Türkiye'nin AB sürecinde a

Türkiye'nin AB sürecinde attığı adımların ele alındığı AB Troykası toplantısına, İstanbul'daki Dünya Kadınlar Günü gösterilerindeki şiddet olayları ile Kıbrıs konusu damgasını vurdu.
Avrupa Birliği'nin şimdiki ve bir sonraki dönem başkanları ile Avrupa Birliği Komisyonu'ndan oluşan Troyka ile Dışişleri Bakanı Abdullah Gül başkanlığındaki Türk heyetinin yaklaşık beş saat süren toplantısının ardından Dışişleri Bakanı Abdullah Gül, ağırlıkla Avrupa Birliği - NATO ilişkileri ve Kıbrıs konularının konuşulduğunu ve reform sürecinin kararlılıkla devam edeceğini açıkladı.
Türkiye'nin AB çalışmalarının yavaşladığı yönündeki haberleri de hatırlatan Gül, kamuoyundaki 'AB'yi yavaşlatma söylemi' yanlıştır" dedi.
Bakan Gül, 8 Mart Dünya Kadınlar Günü nedeniyle düzenlenen gösteriye polisin müdahalesinin de toplantıda gündeme geldiğini belirterek, "İçişleri Bakanlığı gerekli işlemleri başlatmıştır. Gerekli titizliğin gösterileceği kesindir" dedi.
AB Dönem Başkanı Lüksemburg Dışişleri Bakanı Jean Asselborn ise "Kadınlar Günü vesilesiyle kadınlara ve gençlere karşı şiddetin kullanıldığı görüntülere çok şaşırdığımızı açıkladık" dedi. Asselborn, her türlü şiddeti, özellikle güvenlik güçleri tarafından kullanılan şiddeti kınadıklarının altını çizdi. "Türk yetkililerden bir soruşturma başlatmasını talep ettik.

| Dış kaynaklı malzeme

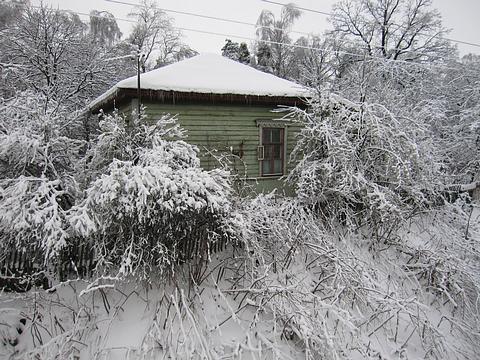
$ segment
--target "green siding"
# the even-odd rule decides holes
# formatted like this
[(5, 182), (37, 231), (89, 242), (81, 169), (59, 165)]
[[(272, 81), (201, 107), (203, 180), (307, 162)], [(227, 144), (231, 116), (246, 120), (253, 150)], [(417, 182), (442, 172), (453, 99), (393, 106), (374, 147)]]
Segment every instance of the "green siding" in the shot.
[[(210, 170), (218, 165), (210, 152), (229, 156), (232, 160), (232, 170), (240, 175), (245, 174), (258, 192), (283, 188), (283, 181), (260, 177), (260, 164), (257, 158), (259, 145), (259, 127), (256, 120), (278, 119), (281, 114), (272, 113), (271, 107), (260, 106), (226, 106), (226, 105), (166, 105), (145, 103), (149, 118), (158, 119), (164, 114), (178, 115), (178, 123), (187, 130), (187, 141), (200, 149), (200, 161), (203, 168)], [(287, 128), (287, 160), (295, 146), (295, 136), (298, 126), (288, 125)], [(234, 152), (240, 150), (243, 142), (243, 157), (239, 160), (230, 156), (230, 148)], [(287, 171), (292, 164), (287, 164)], [(280, 190), (280, 189), (279, 189)], [(283, 191), (283, 190), (281, 190)], [(285, 189), (291, 193), (291, 189)]]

Sayın Gül'ün, olayı sonuna kadar takip etmek yönündeki taahhüdünü de memnuniyetle karşıladık" şeklinde konuştu.
Asselborn, dini özgürlükler konusunda AB beklentilerini, Müslüman olmayan azınlıkların karşılaştığı sorunları da ele aldıklarını anlattı. Türkiye'nin 'işkencede sıfır tolerans' yaklaşımını desteklediklerini de belirten Asselborn, bu uygulamanın Türkiye'nin ücra köşelerine kadar etkili olmasını beklediklerini de kaydetti.
AB'nin Genişlemeden Sorumlu üyesi Olli Rehn ise 3 Ekim müzarekelerinin başlamasından önce reform sürecinin sürdürülmesinin önemli olduğunu vurguladı. Rehn, Kuzey Kıbrıs Türk Cumhuriyeti ile ilgili maddi yardım ve doğrudan ticaret olmak üzere iki tüzüğün varlığına dikkat çekti ve "bu iki tüzük müzakere edilmek üzere hala masanın üzerinde. Umarım bu iki tüzük onaylanır ve bunlar gerçekleşir" dedi.
AB konseyinin Türkiye ile müzakereleri başlatma kararının KKTC için önemli bir fırsat yarattığını vurgulayan Rehn, "şu çok açık. BM, buradaki çözüm konusunda önderliği üstlenecek. AB Komisyonu da bunların nasıl geliştirileceği konusunda görev yapacak" diye konuştu.
Liderler daha sonra habercilerin sorularını yanıtladı.